Compared with the crazy-quilt system we have now, the idea behind the health insurance exchange is almost weirdly simple: It's a single market, structured for consumer convenience, in which you choose between the products of competing health insurers (both public and private). This is not a new idea. It is how we buy everything from books to socks to soup. Everything, that is, except health insurance. The benefits of reversing that bit of accidental exceptionalism are obvious to anyone who has ever stepped inside a Target: Consumers will benefit from more choice, from direct competition between insurance providers hungry for their business, from regulations meant to protect them from deceptive products, from efficiencies of scale, and from the sort of purchasing power that only a large base of customers can provide. They will benefit, in other words, from an actual, working market -- something health insurers have managed to avoid for far too long.
Ezra Klein
WaPo
29July09
1 comment
As a trained community organizer, President Obama should know the first rule of change: Change is a math formula. The formula reads, "Change happens when the cost of the status quo is greater than the risk of change." Community organizers know that change only comes when the status quo has become so costly, so untenable, so unworkable that change is a welcome relief, despite its inherent risks.
But so far, except for a few brief references in press conferences and speeches, the president has shied away from raising the high cost of the status quo. All too quickly he brushes by the fact that the current health care system is a disaster, both economically and humanly. It drives individuals into bankruptcy. It puts American companies at a competitive disadvantage. It represents a huge drain on our national economy. And it doesn't even deliver particularly good results.
Our health care system eats up roughly 16 percent of our GDP, and yet America's standing when it comes to over-all child well-being is no better than 20th in the world. In human terms, newspapers and TV reports are filled with documented cases of lives destroyed or lost due to the hit-or-miss nature of the existing health care system.
A case in point: In 2007 Mary Otto of The Washington Post told the tragic story of a 12 year-old boy named Deamonte Driver of Prince George's County, Maryland, who died of a toothache--a toothache!--because the abcesses in his mouth spread to his brain and killed him. A simple $80 tooth extraction could have saved his life. But his mother wasn't insured, the family had lost its Medicaid coverage, and finding a dentist who'd do the work that the family could afford turned out to be too much.

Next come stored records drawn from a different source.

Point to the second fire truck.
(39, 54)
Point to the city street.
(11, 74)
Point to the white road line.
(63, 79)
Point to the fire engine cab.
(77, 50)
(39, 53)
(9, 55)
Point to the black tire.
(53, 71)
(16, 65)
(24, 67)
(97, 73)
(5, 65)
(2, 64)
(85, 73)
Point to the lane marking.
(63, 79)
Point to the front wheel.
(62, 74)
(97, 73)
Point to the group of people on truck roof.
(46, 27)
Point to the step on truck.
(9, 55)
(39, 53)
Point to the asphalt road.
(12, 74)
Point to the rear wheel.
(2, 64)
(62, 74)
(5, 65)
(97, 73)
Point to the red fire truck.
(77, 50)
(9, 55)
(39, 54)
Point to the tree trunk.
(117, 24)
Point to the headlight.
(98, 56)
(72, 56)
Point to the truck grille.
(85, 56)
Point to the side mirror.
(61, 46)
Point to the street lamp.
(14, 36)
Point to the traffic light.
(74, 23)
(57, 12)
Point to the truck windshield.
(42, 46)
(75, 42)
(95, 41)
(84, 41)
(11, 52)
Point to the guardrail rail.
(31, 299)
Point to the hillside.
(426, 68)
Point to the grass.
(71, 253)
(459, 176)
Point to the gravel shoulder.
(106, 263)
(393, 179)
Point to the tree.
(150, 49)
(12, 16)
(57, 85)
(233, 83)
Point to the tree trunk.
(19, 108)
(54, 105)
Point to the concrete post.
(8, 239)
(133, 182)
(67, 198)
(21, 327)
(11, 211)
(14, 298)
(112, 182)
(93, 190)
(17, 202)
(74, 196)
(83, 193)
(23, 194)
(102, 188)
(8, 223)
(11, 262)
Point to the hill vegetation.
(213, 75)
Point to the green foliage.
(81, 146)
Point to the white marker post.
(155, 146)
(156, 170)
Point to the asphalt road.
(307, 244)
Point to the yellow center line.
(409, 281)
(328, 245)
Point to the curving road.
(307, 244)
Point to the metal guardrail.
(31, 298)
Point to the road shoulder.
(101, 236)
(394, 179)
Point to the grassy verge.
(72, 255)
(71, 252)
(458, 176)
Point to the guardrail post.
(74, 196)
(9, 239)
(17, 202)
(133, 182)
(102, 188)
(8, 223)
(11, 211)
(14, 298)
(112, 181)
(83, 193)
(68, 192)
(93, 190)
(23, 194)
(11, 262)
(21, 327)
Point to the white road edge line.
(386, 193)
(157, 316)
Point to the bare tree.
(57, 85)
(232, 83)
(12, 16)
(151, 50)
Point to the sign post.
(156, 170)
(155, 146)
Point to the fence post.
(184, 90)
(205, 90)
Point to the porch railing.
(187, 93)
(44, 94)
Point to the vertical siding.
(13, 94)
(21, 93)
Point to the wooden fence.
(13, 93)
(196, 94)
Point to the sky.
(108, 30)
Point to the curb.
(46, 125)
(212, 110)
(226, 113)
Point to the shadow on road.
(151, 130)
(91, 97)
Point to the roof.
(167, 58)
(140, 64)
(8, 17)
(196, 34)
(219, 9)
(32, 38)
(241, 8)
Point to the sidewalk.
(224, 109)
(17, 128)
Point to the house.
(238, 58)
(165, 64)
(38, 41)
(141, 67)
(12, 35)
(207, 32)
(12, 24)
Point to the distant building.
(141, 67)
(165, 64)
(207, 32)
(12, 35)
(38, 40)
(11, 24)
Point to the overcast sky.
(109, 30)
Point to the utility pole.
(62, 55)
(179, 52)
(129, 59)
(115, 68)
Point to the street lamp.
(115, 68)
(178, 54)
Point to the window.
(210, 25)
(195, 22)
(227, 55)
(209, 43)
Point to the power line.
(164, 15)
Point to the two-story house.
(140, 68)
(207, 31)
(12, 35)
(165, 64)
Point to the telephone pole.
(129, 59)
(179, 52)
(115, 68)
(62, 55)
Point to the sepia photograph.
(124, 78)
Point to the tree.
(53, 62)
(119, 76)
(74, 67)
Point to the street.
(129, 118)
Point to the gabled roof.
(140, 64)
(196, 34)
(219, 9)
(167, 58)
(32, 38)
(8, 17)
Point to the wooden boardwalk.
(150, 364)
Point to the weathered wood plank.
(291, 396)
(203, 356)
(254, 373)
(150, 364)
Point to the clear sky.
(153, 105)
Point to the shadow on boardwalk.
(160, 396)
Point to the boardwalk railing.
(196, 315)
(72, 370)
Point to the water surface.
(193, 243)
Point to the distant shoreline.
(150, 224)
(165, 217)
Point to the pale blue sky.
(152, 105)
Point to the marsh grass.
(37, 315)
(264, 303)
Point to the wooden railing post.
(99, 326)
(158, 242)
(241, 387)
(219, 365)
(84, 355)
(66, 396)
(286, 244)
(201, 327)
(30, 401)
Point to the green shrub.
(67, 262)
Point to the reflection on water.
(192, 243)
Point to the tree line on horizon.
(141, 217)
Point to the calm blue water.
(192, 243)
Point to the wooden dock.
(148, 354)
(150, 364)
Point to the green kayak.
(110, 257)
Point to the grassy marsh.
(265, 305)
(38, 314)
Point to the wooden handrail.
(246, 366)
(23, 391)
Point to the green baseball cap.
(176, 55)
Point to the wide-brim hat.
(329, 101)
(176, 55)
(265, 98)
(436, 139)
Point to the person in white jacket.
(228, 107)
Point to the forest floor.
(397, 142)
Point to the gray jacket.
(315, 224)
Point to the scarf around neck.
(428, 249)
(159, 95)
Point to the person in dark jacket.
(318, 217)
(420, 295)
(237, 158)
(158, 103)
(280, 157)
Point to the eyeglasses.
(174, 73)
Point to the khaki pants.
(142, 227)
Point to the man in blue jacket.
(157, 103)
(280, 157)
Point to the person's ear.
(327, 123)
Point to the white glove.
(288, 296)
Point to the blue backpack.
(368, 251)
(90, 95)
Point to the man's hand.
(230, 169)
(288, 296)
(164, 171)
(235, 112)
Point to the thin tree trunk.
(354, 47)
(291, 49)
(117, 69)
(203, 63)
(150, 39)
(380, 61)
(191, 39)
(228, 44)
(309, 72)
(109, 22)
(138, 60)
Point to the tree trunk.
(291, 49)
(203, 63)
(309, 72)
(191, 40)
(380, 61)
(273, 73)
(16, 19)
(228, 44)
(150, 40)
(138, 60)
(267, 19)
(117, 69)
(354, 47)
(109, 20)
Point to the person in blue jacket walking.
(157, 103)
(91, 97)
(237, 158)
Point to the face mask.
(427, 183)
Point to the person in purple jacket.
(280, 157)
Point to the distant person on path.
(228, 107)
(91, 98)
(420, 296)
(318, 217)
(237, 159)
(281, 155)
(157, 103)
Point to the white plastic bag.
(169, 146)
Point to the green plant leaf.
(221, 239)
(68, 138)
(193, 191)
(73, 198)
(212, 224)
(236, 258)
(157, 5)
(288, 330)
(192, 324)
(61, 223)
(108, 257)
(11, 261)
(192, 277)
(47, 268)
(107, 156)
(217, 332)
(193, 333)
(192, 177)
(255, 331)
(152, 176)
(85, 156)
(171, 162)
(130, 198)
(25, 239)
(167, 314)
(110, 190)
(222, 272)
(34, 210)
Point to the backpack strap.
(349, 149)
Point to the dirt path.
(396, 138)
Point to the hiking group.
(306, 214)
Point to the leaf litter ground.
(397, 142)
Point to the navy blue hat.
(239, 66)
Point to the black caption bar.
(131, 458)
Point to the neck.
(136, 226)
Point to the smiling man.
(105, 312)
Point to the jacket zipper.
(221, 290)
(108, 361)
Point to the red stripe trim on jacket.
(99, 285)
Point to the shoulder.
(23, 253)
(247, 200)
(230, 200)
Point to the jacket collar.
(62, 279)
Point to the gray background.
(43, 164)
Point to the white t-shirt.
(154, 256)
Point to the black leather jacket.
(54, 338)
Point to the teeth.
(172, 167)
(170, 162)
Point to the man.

Change is a math formula. The status quo is unworkable. It is a crisis. It costs too much and delivers too little. It is an economic drain. It is a human disgrace. That message, delivered by President Obama over and over and over is what has been missing. The way to get people to accept--even embrace--the risk of change is first to drive up the high cost of the status quo. If you get the message right, the politics will follow.